New research shows that there is no benefit from the common practice of using levothyroxine to preserve function of potential donor hearts.
The multicenter randomized placebo-controlled trial found that intravenous levothyroxine administration in hemodynamically unstable brain-dead donors did not improve the rate of heart transplantation or graft survival.
"This practice has been adopted by multiple organ-procurement organizations (OPOs) and is used on thousands of organ donors each year, without ever having been rigorously studied.

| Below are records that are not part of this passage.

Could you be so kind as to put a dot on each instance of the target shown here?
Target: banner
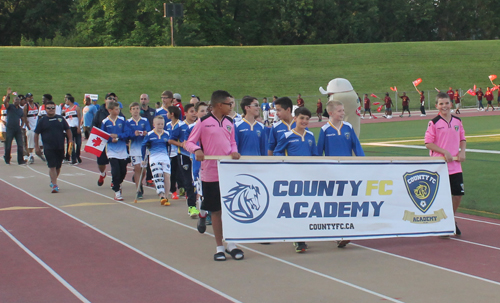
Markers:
(319, 200)
(97, 141)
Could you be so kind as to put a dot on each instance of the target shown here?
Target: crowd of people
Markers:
(167, 146)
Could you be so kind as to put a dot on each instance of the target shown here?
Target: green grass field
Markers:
(479, 169)
(259, 71)
(283, 71)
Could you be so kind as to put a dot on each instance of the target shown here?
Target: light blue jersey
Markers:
(277, 130)
(339, 142)
(294, 144)
(117, 150)
(136, 141)
(157, 144)
(250, 138)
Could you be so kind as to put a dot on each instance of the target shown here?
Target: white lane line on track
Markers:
(428, 264)
(192, 228)
(44, 265)
(123, 243)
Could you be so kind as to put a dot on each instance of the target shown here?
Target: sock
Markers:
(230, 246)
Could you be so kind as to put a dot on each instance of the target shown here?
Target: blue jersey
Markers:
(294, 144)
(163, 112)
(119, 127)
(136, 141)
(157, 144)
(250, 138)
(277, 130)
(339, 142)
(178, 133)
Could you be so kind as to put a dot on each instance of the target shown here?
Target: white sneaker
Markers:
(118, 196)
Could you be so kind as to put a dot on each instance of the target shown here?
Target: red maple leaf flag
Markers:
(97, 141)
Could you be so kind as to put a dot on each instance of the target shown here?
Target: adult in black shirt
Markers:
(54, 130)
(15, 115)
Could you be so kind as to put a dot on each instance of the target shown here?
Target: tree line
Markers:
(244, 22)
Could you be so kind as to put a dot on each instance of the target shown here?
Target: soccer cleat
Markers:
(100, 182)
(193, 212)
(118, 196)
(201, 225)
(300, 247)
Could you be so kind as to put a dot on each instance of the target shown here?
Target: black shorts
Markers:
(457, 184)
(54, 157)
(103, 159)
(211, 196)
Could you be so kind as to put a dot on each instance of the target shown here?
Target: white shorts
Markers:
(265, 115)
(137, 160)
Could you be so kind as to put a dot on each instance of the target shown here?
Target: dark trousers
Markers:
(77, 139)
(185, 177)
(11, 134)
(118, 172)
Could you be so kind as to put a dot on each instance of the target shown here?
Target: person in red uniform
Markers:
(300, 101)
(406, 102)
(388, 106)
(480, 95)
(489, 97)
(367, 107)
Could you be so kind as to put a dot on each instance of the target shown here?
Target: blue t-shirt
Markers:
(294, 144)
(338, 142)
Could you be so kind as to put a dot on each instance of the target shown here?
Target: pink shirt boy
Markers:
(215, 138)
(446, 136)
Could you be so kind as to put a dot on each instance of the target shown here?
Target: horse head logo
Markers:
(243, 201)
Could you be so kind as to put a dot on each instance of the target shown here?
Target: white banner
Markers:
(318, 200)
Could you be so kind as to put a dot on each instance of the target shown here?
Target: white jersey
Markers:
(32, 116)
(71, 115)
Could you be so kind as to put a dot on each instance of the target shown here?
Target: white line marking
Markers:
(428, 264)
(127, 245)
(44, 265)
(192, 228)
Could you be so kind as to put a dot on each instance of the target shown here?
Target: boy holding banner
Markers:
(298, 142)
(215, 132)
(445, 137)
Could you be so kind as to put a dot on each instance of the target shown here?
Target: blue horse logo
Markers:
(244, 200)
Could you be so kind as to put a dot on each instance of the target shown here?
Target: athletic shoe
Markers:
(100, 182)
(300, 247)
(457, 230)
(193, 212)
(202, 224)
(118, 196)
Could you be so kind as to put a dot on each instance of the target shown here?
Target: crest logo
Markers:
(422, 186)
(247, 202)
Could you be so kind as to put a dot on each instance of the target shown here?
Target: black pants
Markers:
(185, 177)
(77, 139)
(11, 134)
(118, 172)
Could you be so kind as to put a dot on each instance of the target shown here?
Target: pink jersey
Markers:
(446, 136)
(215, 138)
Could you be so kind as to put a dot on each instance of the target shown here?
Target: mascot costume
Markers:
(340, 89)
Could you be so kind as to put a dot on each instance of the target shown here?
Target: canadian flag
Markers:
(97, 141)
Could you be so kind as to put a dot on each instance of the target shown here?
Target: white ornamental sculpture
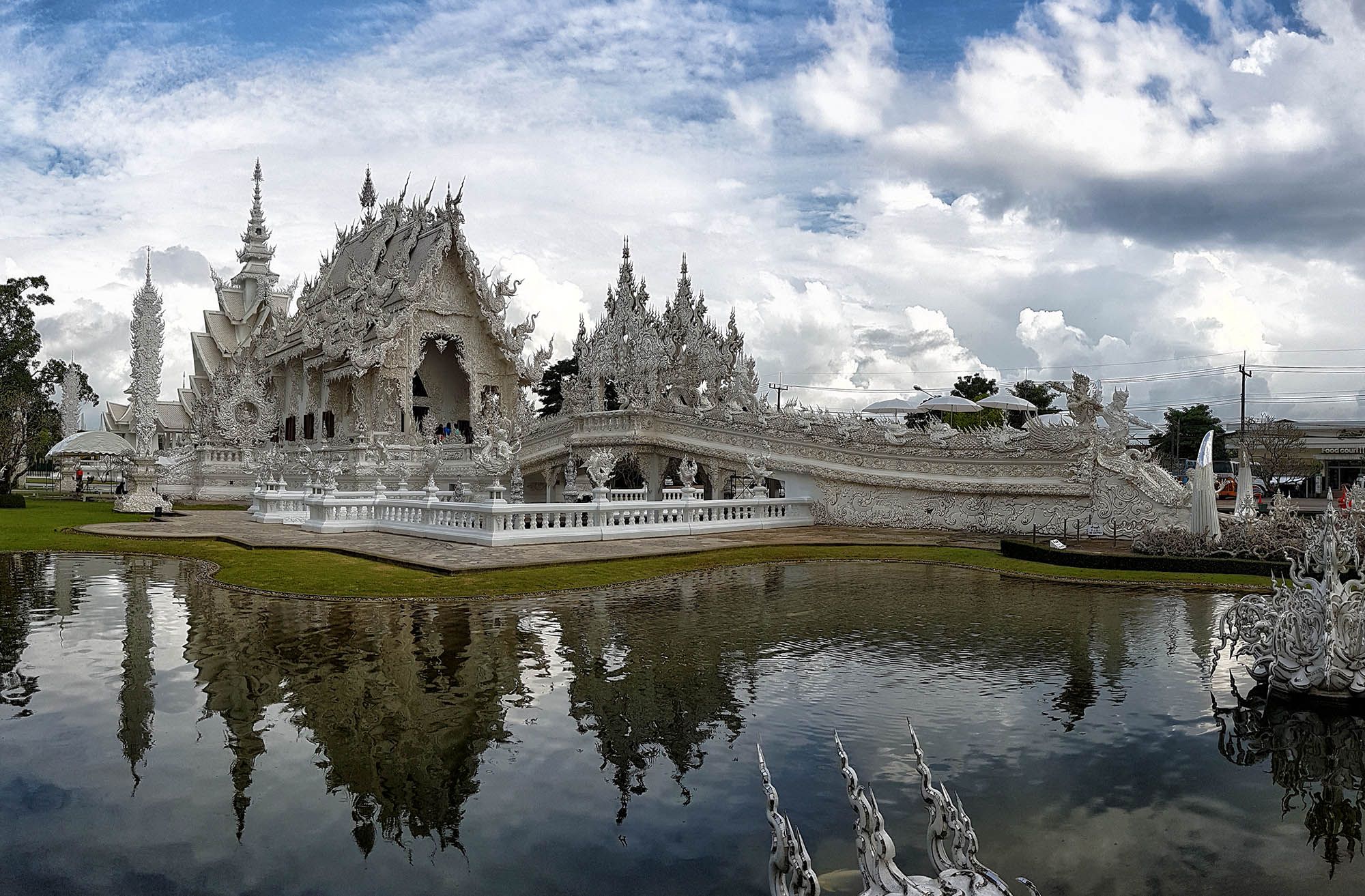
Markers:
(1205, 502)
(148, 335)
(1308, 637)
(1246, 491)
(952, 844)
(687, 473)
(601, 466)
(72, 401)
(571, 478)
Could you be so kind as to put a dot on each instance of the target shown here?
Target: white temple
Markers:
(402, 335)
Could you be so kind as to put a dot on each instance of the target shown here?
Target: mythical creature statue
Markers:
(1308, 635)
(1083, 399)
(952, 844)
(496, 444)
(758, 465)
(601, 466)
(941, 432)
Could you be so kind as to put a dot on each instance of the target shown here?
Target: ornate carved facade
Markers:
(399, 332)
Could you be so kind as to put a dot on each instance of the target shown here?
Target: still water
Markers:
(164, 736)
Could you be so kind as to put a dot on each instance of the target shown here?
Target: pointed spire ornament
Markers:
(148, 334)
(72, 401)
(257, 235)
(369, 197)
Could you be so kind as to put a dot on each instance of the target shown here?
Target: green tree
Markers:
(1184, 432)
(1037, 392)
(27, 407)
(556, 377)
(975, 387)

It turns out that it doesn't have any benefit and may cause some harm," first author Raj Dhar, MD, a professor of neurology at Washington University School of Medicine, St Louis, Missouri, said in news release.
"Based on the results, we are already seeing practice change in some of our participating sites who had been using thyroid hormone and now are not," Dhar told theheart.org | Medscape Cardiology.
The study was published online November 29 in The New England Journal of Medicine.
Definitive Data, Major Implications
In a linked editorial, Kiran Khush, MD, with Stanford University School of Medicine, California, said that the study provides, "the most definitive data to date about donor thyroid hormone replacement therapy."
The results have "major clinical implications" for OPOs, with nearly half of these organizations in the United States routinely administering thyroid hormone during donor care, Khush added.